Acceptance and Commitment Therapy (ACT) is an increasingly popular approach to the treatment of mental disorders. It is important to understand the perceptions and experiences of those who have been treated using this approach in order to inform the development and implementation of ACT and to enhance this population’s psychological well-being. This study aimed to identify, appraise, and synthesize the qualitative literature regarding the perceptions and experiences of ACT among people with mental disorders who have been treated using this approach. A comprehensive literature search was conducted using nine English and Chinese databases to gather qualitative data related to ACT and mental disorders from the databases’ inception to January 2023. A gray literature search was conducted using OpenGrey, Google, and Google Scholar.

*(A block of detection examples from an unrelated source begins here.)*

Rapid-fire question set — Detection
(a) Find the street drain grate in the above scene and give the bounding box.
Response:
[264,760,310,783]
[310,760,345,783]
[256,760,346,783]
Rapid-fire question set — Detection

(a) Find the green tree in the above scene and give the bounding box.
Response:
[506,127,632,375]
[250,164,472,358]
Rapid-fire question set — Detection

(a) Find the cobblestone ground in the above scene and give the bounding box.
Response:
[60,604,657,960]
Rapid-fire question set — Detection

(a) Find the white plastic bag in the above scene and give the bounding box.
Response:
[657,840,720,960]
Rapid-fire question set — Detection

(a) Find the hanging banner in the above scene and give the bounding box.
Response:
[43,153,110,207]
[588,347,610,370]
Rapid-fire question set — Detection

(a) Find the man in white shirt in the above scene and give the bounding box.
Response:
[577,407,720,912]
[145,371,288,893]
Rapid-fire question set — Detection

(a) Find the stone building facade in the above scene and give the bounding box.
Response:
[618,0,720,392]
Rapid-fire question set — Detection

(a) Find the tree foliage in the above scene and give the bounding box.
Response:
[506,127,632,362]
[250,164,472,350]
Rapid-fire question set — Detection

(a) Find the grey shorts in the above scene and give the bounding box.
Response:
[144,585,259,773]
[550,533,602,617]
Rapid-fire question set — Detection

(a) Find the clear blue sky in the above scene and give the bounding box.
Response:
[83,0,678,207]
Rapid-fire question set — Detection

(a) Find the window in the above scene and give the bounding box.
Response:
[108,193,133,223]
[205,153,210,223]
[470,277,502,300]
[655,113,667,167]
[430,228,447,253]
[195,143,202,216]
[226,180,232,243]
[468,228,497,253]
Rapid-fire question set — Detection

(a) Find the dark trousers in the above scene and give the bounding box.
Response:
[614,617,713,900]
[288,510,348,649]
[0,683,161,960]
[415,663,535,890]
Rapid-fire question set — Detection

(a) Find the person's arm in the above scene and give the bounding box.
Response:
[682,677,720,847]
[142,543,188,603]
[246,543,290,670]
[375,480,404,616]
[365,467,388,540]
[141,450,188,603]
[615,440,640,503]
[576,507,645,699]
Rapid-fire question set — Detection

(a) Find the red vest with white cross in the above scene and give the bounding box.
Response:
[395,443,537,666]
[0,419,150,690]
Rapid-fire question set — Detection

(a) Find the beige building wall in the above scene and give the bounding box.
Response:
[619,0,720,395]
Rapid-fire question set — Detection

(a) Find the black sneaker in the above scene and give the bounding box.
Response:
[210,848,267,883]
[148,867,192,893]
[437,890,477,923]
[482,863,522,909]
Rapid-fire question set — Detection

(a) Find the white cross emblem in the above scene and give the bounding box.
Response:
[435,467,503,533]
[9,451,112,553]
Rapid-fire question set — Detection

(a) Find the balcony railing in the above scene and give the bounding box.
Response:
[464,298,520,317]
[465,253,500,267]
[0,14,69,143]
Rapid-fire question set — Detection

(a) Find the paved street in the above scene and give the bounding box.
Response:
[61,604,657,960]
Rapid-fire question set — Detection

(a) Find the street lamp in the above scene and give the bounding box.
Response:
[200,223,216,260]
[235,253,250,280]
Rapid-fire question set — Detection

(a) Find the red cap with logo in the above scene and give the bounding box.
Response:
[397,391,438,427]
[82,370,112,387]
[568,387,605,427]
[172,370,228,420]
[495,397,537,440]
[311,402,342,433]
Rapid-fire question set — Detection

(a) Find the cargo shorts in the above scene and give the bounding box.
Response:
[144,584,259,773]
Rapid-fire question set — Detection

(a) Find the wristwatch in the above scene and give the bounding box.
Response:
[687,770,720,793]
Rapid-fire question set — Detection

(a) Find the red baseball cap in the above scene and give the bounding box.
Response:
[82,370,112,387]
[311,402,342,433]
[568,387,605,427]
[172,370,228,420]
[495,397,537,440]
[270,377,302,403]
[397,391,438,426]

Hand searches of the reference lists of the included studies were performed. The Critical Appraisal Skills Programme checklist for qualitative studies was used to assess the quality of the studies. Data were extracted and analyzed using thematic synthesis. The degree of confidence in the findings was measured using the Grading of Recommendations Assessment, Development, and Evaluation Confidence in Evidence approach. A total of 10 studies were included, and five themes were identified: 1) developing a new way of relating to negative internal experiences, 2) gradually integrating oneself into the external world, 3) adopting a new way of living, 4) achieving personal growth, and 5) barriers hindering therapy. This study yields insights regarding positive experiences of using ACT, which reflect an ACT-facilitated mental health recovery process and an underlying mechanism of behavioral change. An understanding of the main barriers hindering learning about and practicing ACT was also generated—these barriers deserve attention and further exploration. Review registration number: CRD42022359885.